Art as a really alternative investment


James Surowiecki, author of The Wisdom of Crowds, writes in the New Yorker the rise of fine art investment funds.

Art investment funds represent something of a revolution in the relationship between art and commerce. Art collecting has traditionally been the domain of wealthy individuals in search of rewards beyond the purely financial. (The economist John Picard Stein once quixotically tried to quantify these intangible rewards, deciding that they were equivalent to a return on investment of 1.6 per cent a year.) The new funds, by contrast, allow people with smaller bankrolls to play the art market by pooling their resources, and the only benefits are economic, since investors don’t get to hang the paintings on their walls. In this scheme, art is just another “alternative asset class,? like gold or wheat.

This “asset class” has been legitimized to a degree by a couple of academic studies showing that art has significantly outperformed bonds and has kept pace with equities.
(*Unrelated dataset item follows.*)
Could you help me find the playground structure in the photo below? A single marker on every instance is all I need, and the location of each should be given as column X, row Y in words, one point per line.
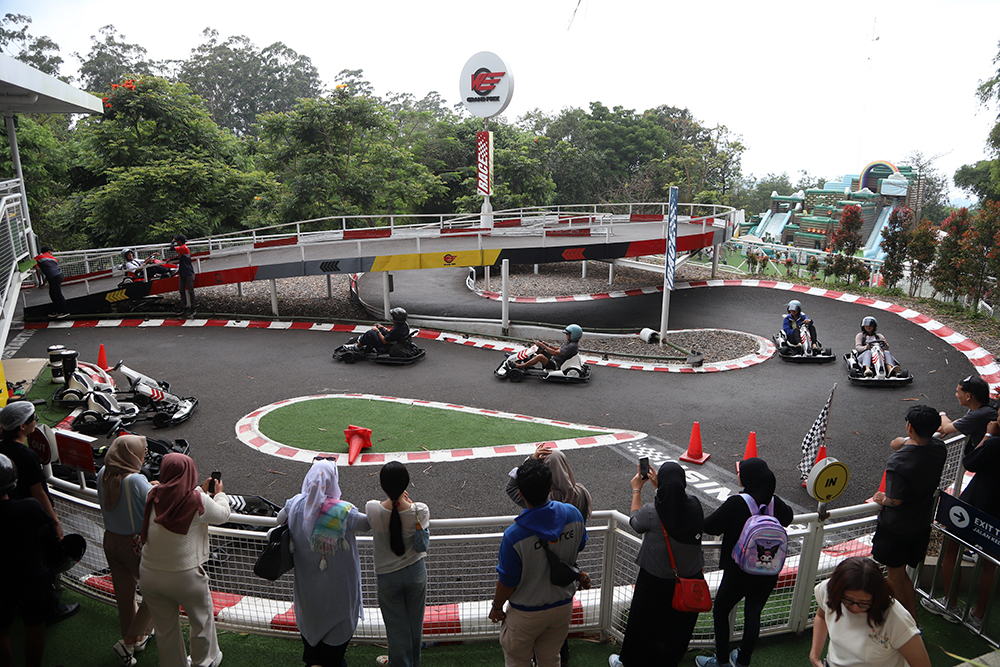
column 809, row 219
Not surprisingly these studies find that the returns from art are not particularly correlated with the overall capital markets. You can read the Jianping Mei and Michael Moses paper “Art as an Investment and the Underperformance of Masterpieces” here.

However just because an art fund is possible, does not necessarily make it a smart investment. Any art fund is going to have a number of expenses that will reduce the funds’ overall returns. In addition, the fund managers will undoubtedly not be working for free. To Surowiecki this rush of funds is a sign of a market top, “So the headlong rush to invest in art looks more like a fad than like a rational approach to making money. In some ways, it resembles the boom in Internet stock funds that swamped Wall Street in 1999, when investors were convinced that the only direction was up.”

A more reasonable approach to the art markets requires a little thinking outside the box. What organizations always profit from a boom in the art markets? Answer – the auction houses: Christie’s and Sotheby’s. Sotheby’s Holdings (BID) is a public company. While it has had a rough go of it over the past few years BID may be a worth a look, before diving into any of the new wave of fine art investment funds.


5 Responses to “Art as a really alternative investment”

  1. Great article, yet I think that a third very important option was left out. Directly buying fine art such as paintings and sculpture and photographs, being the primary mode of investing in art, apparently seems like a third world to investors. It does not have to be as difficult as you believe and anyone that can adequately advise you on a good art fund could and should be able to advise you on actual works of art to invest in. Yes, it will take a bit more time and research, yet this method of investment will yield you several more positive results than merely investing in Sotheby’s stock or an art fund. Primarily you will have the object that you havew invested in in your posession, giving you the control of the future of that object and not a bank or auction house which could always make decisions on the object which you are not in agreement with, or which may de-value your investment. Second, you will have a piece of art to enjoy and display in your office or home. Many these days are buying art, and without ever even seeing it storing it in a vault and selling it 10 years down the line, basically using it as a bond. yet art doesnt have to be solely a financial investment, it can be a cultural investment also which will not only provide you with a new form of entertainment yet will expand your cultural horizons as well as our financial.